We currently have a situation where 3 different sources provide the same business key (and value) with 3 different source field names. The “master key” in this case is called EmployeeId. The other two sources come from Adobe and are generically called evar_40 and evar_79.
We will store the business key as EmployeeId in the employee hub table. However, for the distinct satellite tables split out by source, should we name the business key hash using the source field name? For example, would the satellite contain “evar_v40_hash” or should it keep the “EmployeeIdHash” as its hash key field name?
In this case there is technically no need for a same-as-link, since we are storing the same value from the different sources. The difference is the metadata for the value, the nomenclature.
In order to keep auditability, my assumption is that we need to keep the field names as they are from the source for populating the raw vault. If we change the field name, isn’t it technically then part of the business vault?
Please help me understand this distinction.
Same but different Business Objects, or same but the same business objects?
@patrickcuba - Thanks for the reply and the article. I appreciate the prompt response.

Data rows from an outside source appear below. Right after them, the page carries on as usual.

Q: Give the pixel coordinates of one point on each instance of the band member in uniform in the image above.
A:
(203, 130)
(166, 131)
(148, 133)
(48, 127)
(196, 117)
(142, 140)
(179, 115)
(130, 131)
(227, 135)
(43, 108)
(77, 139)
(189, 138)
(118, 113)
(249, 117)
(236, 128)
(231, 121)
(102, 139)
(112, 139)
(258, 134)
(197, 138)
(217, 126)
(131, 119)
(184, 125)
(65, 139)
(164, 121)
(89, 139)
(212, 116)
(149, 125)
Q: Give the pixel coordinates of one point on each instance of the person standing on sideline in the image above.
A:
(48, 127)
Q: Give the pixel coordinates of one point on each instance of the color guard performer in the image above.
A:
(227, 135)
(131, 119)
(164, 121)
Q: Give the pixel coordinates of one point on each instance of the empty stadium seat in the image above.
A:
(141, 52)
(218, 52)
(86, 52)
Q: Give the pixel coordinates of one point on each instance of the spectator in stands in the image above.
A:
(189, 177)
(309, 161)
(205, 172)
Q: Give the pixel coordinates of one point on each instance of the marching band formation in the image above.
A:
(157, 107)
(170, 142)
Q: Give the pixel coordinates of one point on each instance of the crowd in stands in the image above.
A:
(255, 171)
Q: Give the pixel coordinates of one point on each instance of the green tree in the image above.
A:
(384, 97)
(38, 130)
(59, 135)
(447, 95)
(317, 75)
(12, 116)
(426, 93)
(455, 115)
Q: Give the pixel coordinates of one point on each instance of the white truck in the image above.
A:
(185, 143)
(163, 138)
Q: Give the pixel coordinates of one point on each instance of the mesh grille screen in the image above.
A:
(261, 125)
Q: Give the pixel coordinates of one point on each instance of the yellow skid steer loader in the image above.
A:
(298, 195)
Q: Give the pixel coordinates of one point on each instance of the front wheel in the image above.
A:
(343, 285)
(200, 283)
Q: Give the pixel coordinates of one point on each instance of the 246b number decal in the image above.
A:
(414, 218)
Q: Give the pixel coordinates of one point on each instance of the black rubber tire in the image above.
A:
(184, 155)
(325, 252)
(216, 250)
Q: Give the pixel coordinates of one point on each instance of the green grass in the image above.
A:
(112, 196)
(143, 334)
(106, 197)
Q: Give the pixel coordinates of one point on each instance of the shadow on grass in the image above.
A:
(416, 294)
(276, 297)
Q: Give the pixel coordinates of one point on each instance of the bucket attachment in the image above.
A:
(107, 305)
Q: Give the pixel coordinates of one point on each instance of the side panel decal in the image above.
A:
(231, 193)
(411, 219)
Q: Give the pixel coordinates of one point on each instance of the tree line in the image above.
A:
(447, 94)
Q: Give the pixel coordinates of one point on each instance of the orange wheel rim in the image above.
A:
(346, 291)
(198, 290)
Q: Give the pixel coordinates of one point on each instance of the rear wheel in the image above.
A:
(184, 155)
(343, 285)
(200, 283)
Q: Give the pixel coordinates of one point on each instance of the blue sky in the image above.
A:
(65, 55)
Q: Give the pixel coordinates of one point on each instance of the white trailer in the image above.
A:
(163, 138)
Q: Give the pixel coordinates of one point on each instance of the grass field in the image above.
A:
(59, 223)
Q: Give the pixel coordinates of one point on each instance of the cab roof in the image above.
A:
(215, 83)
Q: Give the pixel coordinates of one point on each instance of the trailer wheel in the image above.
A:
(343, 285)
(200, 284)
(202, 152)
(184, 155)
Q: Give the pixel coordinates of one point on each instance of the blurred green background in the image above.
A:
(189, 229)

If I understand your question correctly, this situation is a “same but the same business objects.” We won’t need a business collision key here. The satellite hash keys for each different source will keep the EmployeeHash name rather than using the name from the source, since the metadata mapping “tracks” the source-to-target relationship (name change).
Only use BKCC if it is needed, else nothing in the DV integrates and you end up with a Source-System-Vault; Anti-Pattern and not the objective of a Data Platform.
The definition and identification of a BK is based on the content and semantic meaning. It should be the best logical/business name for the column. I have regularly had multiple sources where the source column is named different but the meaning is the same. The hash key of the hub EmployeeId should be carried to the Sat. Your source target mapping and ELT code/lineage provide the auditability. There is no requirement to keep the source column name for the BK; however, it is a best practice to keep the source column names for the descriptive attributes in the Sat.
I’ll put my thoughts into the hat. Yes the hub has a bk column named employee_id. The other feeds would map their pk columns into that column - so effectively an alias name change to employee_id. As for the satellites - we work to a standard where the hk in the satellite is always named the same as the parent hub’s or link’s hk. It is a hash value anyway so not the same as the bk column. If you want to preserve information about the original key column name it could always be added as a regular payload attribute in the satellite. This only works where the feeds do not overlap at all, and are effectively all part of the same pk numbering scheme. If they could overlap and are from mixed sources then you’d also use a collision key column.
For me it’s pretty simple.
You have an object called employee_hub, or hub_employee whatever…
That object has two key columns:
employee_bk (yes this should be its actual name)
If the true objective of DV is integration and business centric then it stands to reason that the bk and hk attributes in the hub should have generic names associated with the business concept and not in any way related to any of the sources or someone’s feelings about what it should be called.
From there it does not matter what the individual sources are called they are just all mapped on to the employee_bk attribute because they are the employee business key for that source.